Merging Tables with Different Columns and Layouts in PowerPivot
Posted by Alan on March 24, 2011
So I have not really worked in-depth with PowerPivot up to this point. I have played around with it but never really done anything substantial. However, I recently embarked on a pilot project for a client where PowerPivot was potentially the right solution for them. This client’s data resides in multiple systems, which is fairly normal now-a-days. The kicker for them was that most of their systems are hosted by outside providers and the options to get data out of those systems is limited. Some of the limitations are forced by the systems themselves while some are financial as the provider wants extra money for every change in the export format or for each export. So basically I am dealing with data that comes to the client in 8 or 9 spreadsheets, all with different columns and all with different column names. To top it off, not all the columns are consistent across the spreadsheets.
So my first challenge was how to get these spreadsheets into PowerPivot. Now PowerPivot can easily bring in tables from Excel, but it is designed to bring in different data that can be logically linked. My need was to consolidate all these data sources into a single table. After pulling my hair out on how to do this, my colleague Richard Mintz (he is blogging now, check him out) pointed me to a blog post that helped me figure out what I needed to do. Now this post assumed all the files were the same so I took his method and modified it somewhat as detailed below:
- I created a blank “master” Excel workbook that contained the fields I wanted to populate with “user friendly” names rather than start with one of the data sources first.
- I created my data connections to all my data source spreadsheets.
- I brought in my master Excel workbook first and then began modifying the import query for the rest of the imports.

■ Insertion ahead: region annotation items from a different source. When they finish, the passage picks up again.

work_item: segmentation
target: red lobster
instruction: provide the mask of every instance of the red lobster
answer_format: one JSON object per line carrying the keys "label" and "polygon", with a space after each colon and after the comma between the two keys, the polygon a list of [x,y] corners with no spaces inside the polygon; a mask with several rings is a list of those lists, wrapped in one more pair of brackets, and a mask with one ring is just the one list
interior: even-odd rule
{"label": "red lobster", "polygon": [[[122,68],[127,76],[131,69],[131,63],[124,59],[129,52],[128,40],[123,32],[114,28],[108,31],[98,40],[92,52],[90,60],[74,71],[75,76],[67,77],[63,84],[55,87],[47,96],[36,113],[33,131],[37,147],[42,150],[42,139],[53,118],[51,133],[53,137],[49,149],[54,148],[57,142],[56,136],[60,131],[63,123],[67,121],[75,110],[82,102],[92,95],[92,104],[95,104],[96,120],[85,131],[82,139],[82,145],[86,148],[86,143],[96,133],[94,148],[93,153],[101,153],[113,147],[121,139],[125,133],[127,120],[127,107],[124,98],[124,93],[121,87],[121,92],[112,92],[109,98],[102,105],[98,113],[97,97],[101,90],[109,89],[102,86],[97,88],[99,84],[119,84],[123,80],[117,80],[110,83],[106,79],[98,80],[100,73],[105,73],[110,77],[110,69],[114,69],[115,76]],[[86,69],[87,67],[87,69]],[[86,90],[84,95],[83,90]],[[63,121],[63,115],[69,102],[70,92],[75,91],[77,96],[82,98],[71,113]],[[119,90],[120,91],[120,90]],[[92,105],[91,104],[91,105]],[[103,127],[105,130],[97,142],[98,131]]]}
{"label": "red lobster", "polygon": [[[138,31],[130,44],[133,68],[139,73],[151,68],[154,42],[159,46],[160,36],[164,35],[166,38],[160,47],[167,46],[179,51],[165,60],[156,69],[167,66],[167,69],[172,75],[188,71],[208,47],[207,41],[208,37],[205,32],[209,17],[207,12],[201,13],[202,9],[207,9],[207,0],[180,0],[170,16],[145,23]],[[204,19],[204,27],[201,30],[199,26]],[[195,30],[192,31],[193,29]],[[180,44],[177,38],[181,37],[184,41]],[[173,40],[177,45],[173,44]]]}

It was in step #3 where I began to forge my own way. So after the “UNION ALL” statement, instead of a “Select * From C:\\file_path\datasource.xlsx.[TabName$]” statement I modified it to be a “Select As” type statement where I mapped my raw field names to my user friendly names. An example is below:
SELECT [DataSource1$].XX_ID as ‘UniqueID’,
[DataSource1$].TITLE as ‘Salutation’,
[DataSource1$].FNAME as ‘First Name’,
[DataSource1$].LNAME as ‘Last Name’,
” as ‘Title’,
” as ‘Company ID’,
[DataSource1$].COMPANY as ‘Company Name’,
[DataSource1$].ADDR1 as ‘Address 1’,
[DataSource1$].ADDR2 as ‘Address 2’,
[DataSource1$].CITY as ‘City’,
[DataSource1$].PROVINCE as ‘Province’,
[DataSource1$].POSTAL as ‘Postal Code’,
” as ‘Phone’,
[DataSource1$].LAST_CONTACT_DATE as ‘Imported Date’,
‘M/D/Y’ as ‘Imported Date Format’,
[DataSource1$].SALE_AMOUNT as ‘Sale Amount’,
‘DataSource1’ as ‘Source’
UNION ALL (repeat with next data source and modified as necessary)……
So a couple of things I learned by doing this whole process:
- It can be done but it is not the easiest or most intuitive thing to do.

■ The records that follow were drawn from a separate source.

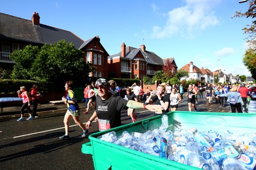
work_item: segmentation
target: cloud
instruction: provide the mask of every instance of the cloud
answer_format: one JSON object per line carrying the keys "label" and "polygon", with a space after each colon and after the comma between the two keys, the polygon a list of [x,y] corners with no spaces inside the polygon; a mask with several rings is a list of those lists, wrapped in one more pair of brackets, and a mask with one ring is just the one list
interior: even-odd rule
{"label": "cloud", "polygon": [[219,20],[211,10],[213,3],[218,1],[187,0],[186,6],[175,8],[168,13],[168,20],[164,26],[153,27],[152,36],[157,38],[170,38],[180,34],[191,37],[195,32],[218,24]]}
{"label": "cloud", "polygon": [[220,50],[216,52],[216,56],[217,58],[225,57],[235,53],[235,50],[232,48],[225,47]]}

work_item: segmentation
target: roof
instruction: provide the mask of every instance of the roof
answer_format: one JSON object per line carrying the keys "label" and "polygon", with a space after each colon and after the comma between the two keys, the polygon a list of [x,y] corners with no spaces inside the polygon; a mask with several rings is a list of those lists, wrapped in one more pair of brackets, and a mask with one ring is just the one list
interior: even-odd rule
{"label": "roof", "polygon": [[53,44],[65,40],[78,49],[84,41],[70,31],[0,13],[0,38],[38,44]]}
{"label": "roof", "polygon": [[[185,71],[187,71],[189,73],[191,73],[189,72],[189,66],[190,65],[189,64],[186,64],[184,66],[182,66],[180,70],[183,70]],[[195,65],[193,65],[193,72],[192,73],[203,73],[201,71],[201,70],[198,68],[197,66],[196,66]]]}
{"label": "roof", "polygon": [[[143,55],[145,60],[142,59],[136,58],[136,54],[138,52],[141,52]],[[111,56],[108,56],[108,59],[111,59],[115,57],[119,57],[121,56],[121,52],[119,52],[118,54],[113,54]],[[162,58],[158,56],[157,54],[154,53],[153,52],[145,50],[143,51],[140,48],[136,49],[132,47],[125,47],[125,57],[122,58],[122,59],[129,59],[132,60],[141,60],[141,61],[145,61],[148,63],[152,64],[152,65],[164,65],[164,61]]]}

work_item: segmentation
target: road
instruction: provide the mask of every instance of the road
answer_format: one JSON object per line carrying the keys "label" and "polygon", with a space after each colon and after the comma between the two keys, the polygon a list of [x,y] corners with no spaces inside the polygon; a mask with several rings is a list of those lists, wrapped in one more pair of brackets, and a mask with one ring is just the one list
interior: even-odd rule
{"label": "road", "polygon": [[[186,102],[179,105],[178,110],[188,111]],[[212,103],[208,106],[205,99],[198,99],[199,112],[229,112],[229,105],[220,108]],[[153,113],[136,109],[137,120],[150,118]],[[82,114],[80,119],[86,122],[92,114]],[[0,167],[1,169],[94,169],[91,155],[81,153],[83,144],[89,142],[88,137],[81,137],[82,130],[70,121],[68,140],[60,140],[63,135],[64,113],[43,116],[31,121],[17,122],[16,119],[0,121]],[[122,124],[131,120],[126,111],[122,113]],[[92,123],[90,133],[97,132],[97,125]]]}

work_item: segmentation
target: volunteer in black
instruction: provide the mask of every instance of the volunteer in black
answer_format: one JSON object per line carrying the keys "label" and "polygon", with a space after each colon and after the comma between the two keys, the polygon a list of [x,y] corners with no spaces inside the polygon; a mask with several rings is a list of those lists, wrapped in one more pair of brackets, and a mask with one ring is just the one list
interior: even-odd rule
{"label": "volunteer in black", "polygon": [[133,100],[125,100],[116,96],[109,90],[109,83],[105,79],[99,79],[95,82],[98,89],[98,97],[95,100],[95,111],[86,123],[89,128],[92,121],[99,123],[100,131],[121,125],[121,111],[122,109],[147,109],[152,112],[157,112],[162,107],[156,105],[145,105]]}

- You have to map to every field in your master document. If a data source does not have that field, then you have fill it in with a blank or “n/a” or some other value. This is what happened to me for in the sample above Title, Company ID and Phone. Each of my queries had to be tweaked individually.
- If you are bringing in data from multiple sources I found it helpful to add a column to track where the data came from hence the field “Source” that I added.
- Hand coding the complete query in the PowerPivot window was tedious at best. I gave up and wrote it in Notepad and then copied it over.
- My different data sources all treated dates differently and this was very problematic. However that is the subject of my next post.
If anyone has an easier way to do this I would love to hear about it.